I didn't rate this book poorly [1] because it's a bad book, by any means. But this is probably one of the most overrated math textbooks out there. It's not bad, it's in fact far above average and I would definitely prefer this over any school textbook. It has competition problems too, which aligns with my own philosophy of "you can only remember hard stuff by doing hard problems." It's also a decent place to pick up the basics, but the book's structure doesn't lend itself to it. In fact, to use this book optimally, you probably have to actively go against the design of this book.

The pacing of the book is very slow and it's very hard to slog through. Unless you're a complete beginner to competition geometry, you're probably better off just picking stuff up from doing problems. That's not to say you can't pick up problems from doing them in the book - the book has a quite decent selection of them. But actually reading the text should be treated as a last resort. [2]

This might be due to personal preference, but the structuring of the book is terrible. Things that do not deserve to be chapters are artificially inflated in length, and chapter labeling tries to be clever at the expense of clarity. Specific complaint: "Special Parts of Triangles" (otherwise known as "Triangle Centers" or "Cevians," both of those would've been fine). And the book takes up far too much time and space with stuff that really needs to be stated succinctly: "A perpendicular bisector of a segment is the locus of points equidistant from its endpoints," and "An angle bisector of two lines is the locus of points equidistant from those two lines." The proofs are also one-liners - "Notice triangle X is congruent to triangle Y." And this kind of stuff needs to be made succinct to stand out. The use of one-way proofs instead of just a biconditional argument that encompasses the whole thing is also terribly inefficient and teaches bad habits. (There are some USAMO/IMO problems where proving one direction and proving the other are actually two separate non-trivial tasks, but this is rare and being able to biconditionally prove something with one sweeping argument is still good.) And worst of all, there's no way to tell what the most important facts are: The four triangle centers and the four cevians. (Perpendicular bisector isn't a cevian, but my point stands.) In a good manuscript I should be able to, without effort, tell what the triangle centers are, and the gist of their existence/property proofs. For this one it's very hard to tell.

The book also treats people like idiots, maybe because it's just "geometry standard" (even though nobody actually good at math cares what the "standard" is). The book insists on saying things like "SAS congruence" or "HL congruence" or whatever. Stuff that can be and should be one-liners aren't. What this book doesn't seem to understand is this: You don't need to spell out all of the trivial details. Just leave enough for the reader to be able to (somewhat) quickly pick it up on their own.
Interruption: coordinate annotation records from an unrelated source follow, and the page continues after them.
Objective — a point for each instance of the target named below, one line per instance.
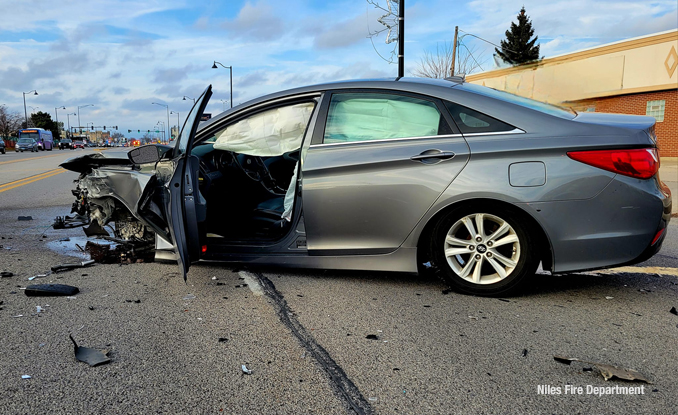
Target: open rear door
(184, 202)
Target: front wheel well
(424, 245)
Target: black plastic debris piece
(50, 290)
(607, 371)
(68, 222)
(92, 357)
(68, 267)
(95, 229)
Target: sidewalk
(668, 173)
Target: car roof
(407, 84)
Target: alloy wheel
(482, 248)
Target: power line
(487, 41)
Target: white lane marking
(252, 283)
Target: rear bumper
(616, 227)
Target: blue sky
(123, 55)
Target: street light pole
(56, 112)
(68, 117)
(175, 112)
(82, 106)
(167, 108)
(26, 112)
(230, 71)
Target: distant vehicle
(41, 136)
(26, 144)
(65, 143)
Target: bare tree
(10, 123)
(437, 64)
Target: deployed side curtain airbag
(356, 118)
(267, 134)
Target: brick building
(635, 76)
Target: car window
(272, 132)
(470, 121)
(356, 117)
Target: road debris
(50, 290)
(38, 276)
(608, 371)
(68, 267)
(92, 357)
(68, 222)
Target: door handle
(433, 155)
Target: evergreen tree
(518, 48)
(44, 120)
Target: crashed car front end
(110, 195)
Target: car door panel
(366, 197)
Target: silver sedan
(477, 185)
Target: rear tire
(483, 250)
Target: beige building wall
(645, 64)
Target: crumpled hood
(88, 162)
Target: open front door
(184, 202)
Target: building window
(656, 109)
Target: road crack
(342, 386)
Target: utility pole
(454, 49)
(401, 38)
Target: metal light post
(25, 112)
(167, 108)
(56, 112)
(230, 71)
(82, 106)
(175, 112)
(68, 117)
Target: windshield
(550, 109)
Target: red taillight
(641, 163)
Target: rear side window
(355, 117)
(470, 121)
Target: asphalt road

Well-known theorems are presented as "problems," so the fact that they're well known and the fact that they aren't novel/interesting, just necessary to build upon, is not communicated at all to the reader.

Even though I harp on this book, I realize that the reason it's so praised is in part because it deserves to be. It's also very hard to write a good introduction to geometry - my attempts have also ended up being much more suited to people who already have some experience (though I do try to make my manuscript beginner friendly)! So I think the world is made a much better place with this book rather than without, because this book fills a void that really needs to be filled. But it's not the holy grail and it's not the only way to get good at Geometry.

What do I recommend instead? I recommend doing lots of hard 2D geometry problems. You'll notice a pattern - at least in the AMC/AIME, it's not proving some triangle is similar to some other triangle or some angle is congruent to some other angle. In fact that part is usually trivial. The hard part is actually noticing what you need to prove, and convincing yourself that it's true instead of convincing yourself of some other stupid things. Consider PUMAC 2016/G7 - it's a very hard problem (which is why it's the second-to-last problem, after all), but not because we use some very obscure theorem that you have to read 100 textbooks to memorize. It's because the similar triangle (sorry, spoilers!) is very well hidden. What's even more amazing is that problems like these are one-liners. The gist of the solution to really, really hard geometry problems can just be summarized in 4,5 or 6 lines, which is really impressive considering how long harder Algebra/Geometry/Combinatorics problems are.

You might also hear people say that geometry is the most theory-heavy subject. This is true, in the context of the IMO. (There's also lots of theory in computational geometry, but AoPS Geometry doesn't even get a pass here - the stuff it presents is artificially inflated to look like more than it is, and the real meat doesn't even get included in there despite how easily and naturally it could be. Take Radical Axes for example - at least tell everyone that the common chord of two circles bisects their common external tangent!)

In summary: This book is a good starting point for beginners, but it should not be treated as the holy grail and you should try to get away with using it as little as possible.

[1] I gave it a rating of 3/5.

[2] This is what my opinion is in general, but in this case I feel it much more strongly.